地図から消えた幻の島「山瀬町」がかつて新山下にあった?
ココがキニナル!
神奈川近代文学館のパンフレット「YOKOHAMAと谷崎」の地図にある、昭和の地図にはない埋め立て地か島のような「山瀬町」という地名は本当にあったのでしょうか(koihigeさん)
はまれぽ調査結果!
大正時代の地図で山瀬町を確認。埋め立てた後に山瀬町と名付ける予定だったと思われるが、公式な記録としては残っていない。
ライター:ほしば あずみ
幻の町の幻の造船所
内田造船所創業者、内田信也(うちだのぶや/のぶなり)
1915(大正4)年、神戸に内田汽船会社を設立した内田信也は、第一次世界大戦(1914~1918)という絶好の機会に、汽船売買と汽船ブローカーで高収益をあげた。当時、神戸で同様に収益を上げていた勝田銀次郎(のちの第8代神戸市長)、山下亀三郎(山下汽船・山下財閥創業者)とともに、「三大船成金」と呼ばれた人物である。

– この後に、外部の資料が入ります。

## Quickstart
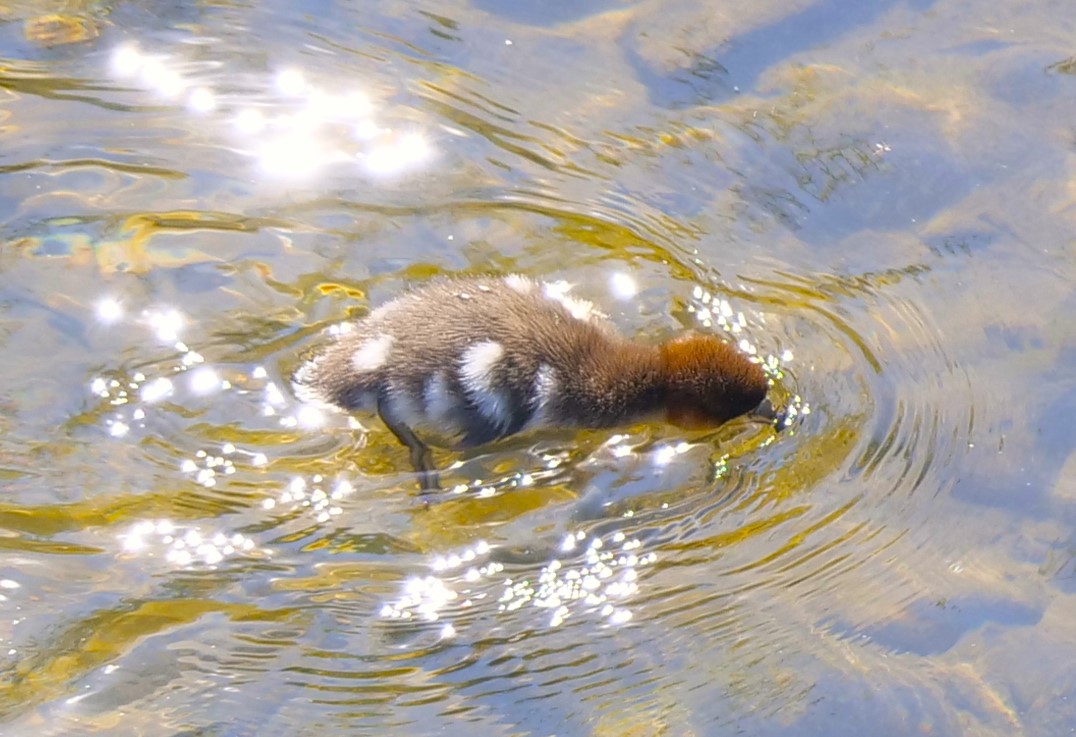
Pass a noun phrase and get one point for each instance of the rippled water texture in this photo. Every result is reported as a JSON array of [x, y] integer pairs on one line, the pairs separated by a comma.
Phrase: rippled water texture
[[876, 198]]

その潤沢な資金で内田は1917(大正6)年、横浜市山下町にあった横浜機械鉄工所を買収、翌年には社名を「内田造船所」とした。資本金200万円(企業物価指数による換算で約8億5000万円)。内田は数え年で39歳だった。
神奈川県立図書館には貴重な内田造船所会社概要が所蔵されている
山下町161にあった内田造船所の社屋(神奈川県立図書館所蔵:以下同)
設立後まもなくイースタン・グレード(5690総トン)、イースタン・グレン(5682総トン)という2隻の大型航洋船を建造してアメリカへ売っている。建造能力は国内最高水準だった。
イースタン・グレード。造船技術は三菱造船所からのヘッドハンティングだったという
山下町の工場の様子
上記写真と同じ場所と思われる現在の様子(西の橋付近)
会社概要の発行年は1920(大正9)年。山瀬町に内田造船所の名が記されている地図発行の年だ。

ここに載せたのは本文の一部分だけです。